As we all know, LaVine was one of the three players Chicago received in the Jimmy Butler trade, the most experienced and the one which Bulls fans knew the most about. Last year with the Timberwolves, LaVine averaged 18.9 points per game with a 57.6 true shooting (TS) percentage and was an good three-point shooter, hitting 38.7% from deep. While he only did play half of that season, LaVine showed in those 47 games he was very capable scoring the ball. He’s made leaps offensively in every season he has played, which is a good sign for any young player.
With his return inching closer and closer every day, let’s take a look at what LaVine can do and the new dimension he can add to the Bulls offense.
The first thing which stands out by LaVine is ability to shoot the ball from three. I noted earlier his percentages from last year, and his career average is 37.8%. What’s impressive is his percentage has remained the same from his second to third year despite him taking around 3 more attempts per game. He’s a legitamite threat from deep and will force defenses to pay a lot of attention to him when he’s out there.
When it comes to shooting threes, LaVine is especially good in coming off screens and creating space for himself to get up a shot. Last year, he shot 41.8% from three-point land in catch and shoot opportunities (via NBA.com). He also led the Timberwolves in three-point attempts involving those situations. This is something Fred Hoiberg should try and implement in the offense when LaVine comes back.

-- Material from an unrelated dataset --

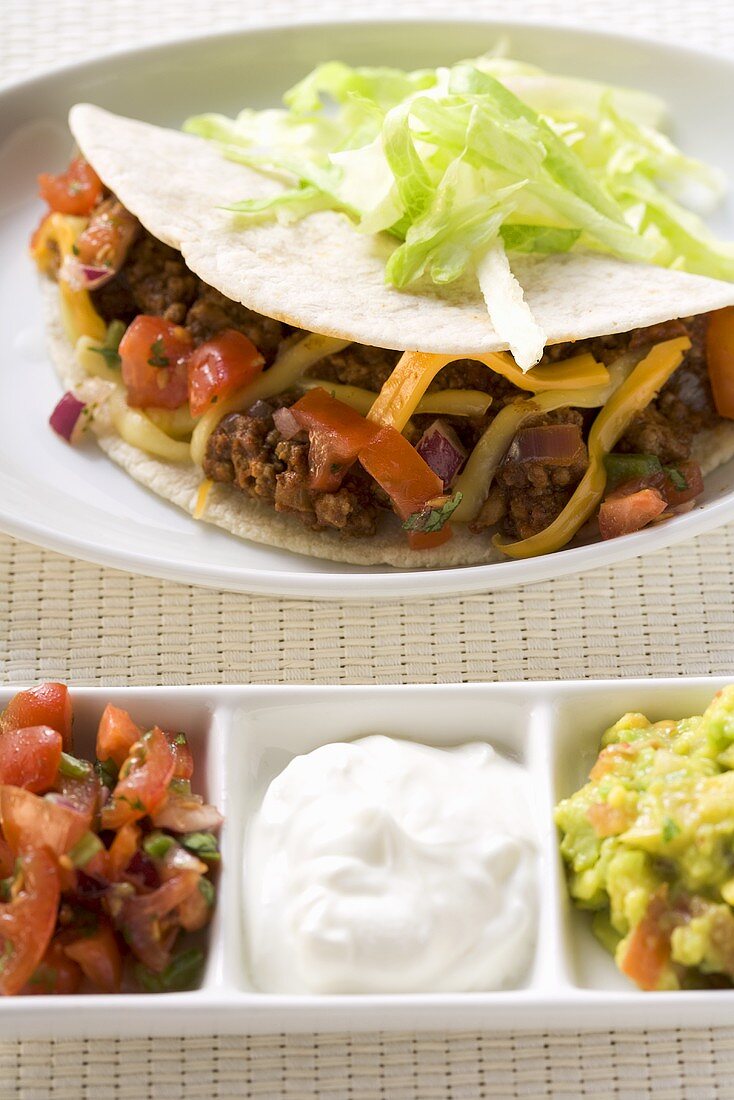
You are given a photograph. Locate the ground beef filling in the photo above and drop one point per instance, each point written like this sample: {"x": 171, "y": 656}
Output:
{"x": 248, "y": 451}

(2:38-2:45) The play begins with LaVine running into the paint from the three-point line while being chased by Magic guard Evan Fournier. Once LaVine gets to the restricted area he looks as if he’s going to go to the other side of the court but instead uses the body of Andrew Wiggins as a screen, wrapping around him and heading back to the right side. Fournier must have assumed this as well and was caught off guard when LaVine used the Wiggins screen instead of Gorgui Dieng, who as near the other side. With his man a sizable distance away from him, LaVine has a massive advantage. An extra screen from Karl-Anthony Towns doesn’t help Fournier as it’s a simple catch and shoot triple for LaVine.
(2:56- 3:02) Again, Minnesota is able to free up LaVine for a three-pointer by using screens. LaVine starts at the top of the three-point line and is again guarded by Fournier. It’s a simple play drawn up for LaVine as he gets a pick from Towns on his right hand side. The pick provides a barrier for Fournier and gives LaVine an easy catch from Tyus Jones. Fournier is late getting past the pick, LaVine is able to rise and knock down another three.
LaVine’s threat of being a good three-point shooter can really help Chicago’s offense. It will be spread the floor even more and will be a nice compliment to Kris Dunn, as defenders will be less willing to help on drives or post ups because of the threat of a kick out pass for an open three. If nothing else, LaVine could be a lights out shooter for Chicago.
Another element of the offense which LaVine can add to is the pick and roll game. Last season, LaVine averaged 0.83 points per possession in plays in which he was the ball handler. His 4 PNR possessions per game was third on the T-Wolves, lower only to Ricky Rubio and Andrew Wiggins. While the number is not anything spectacular, it speaks about LaVine still being a threat in attacking mismatches off the PNR. He can make the basic play when needed to be and sometimes it’s all that’s necessary in certain situations. We have seen Chicago’s guards not make the right play coming off the PNR and it can be costly.
One pick and roll combination worth looking forward to will be one between LaVine and Lauri Markkanen. It will be interesting to see how two of Chicago’s best shooters and offensive weapons are able to break down defenses. Obviously it will take some time for them to develop chemistry but this could be another way Hoiberg can use LaVine and Markkanen.
We also can’t forget his high-flying ability and how dangerous LaVine can be in transition. Provided that his knee repair won’t diminish that too much, we could be in store for some highlight dunks when the Bulls run in the open court.
Another notable thing to watch will be the priority of LaVine’s shots in the offense. LaVine will obviously be eased back to being on the court, and take some time for him to gel with teammates. Yet as he gets back to full health, will he be the first option?
If so, it will be a step up in terms of offensive responsibility. During his time in Minnesota, it was always Wiggins and Towns who were the go-to guys. Now potentially defenses are going to be zeroing on LaVine and there will be a lot of nights where he is guarded by the opposing teams best wing defender. LaVine’s progression into a more vital role will be something to monitor.
Although LaVine won’t play much against Detroit, it’ll be a step in getting a more clear view of what Chicago’s future will look like. If LaVine can come back healthy, and not only return to form but make strides in his game, it would be huge for the franchise’s plans moving forward. Which includes LaVine’s pending restricted free agency this summer.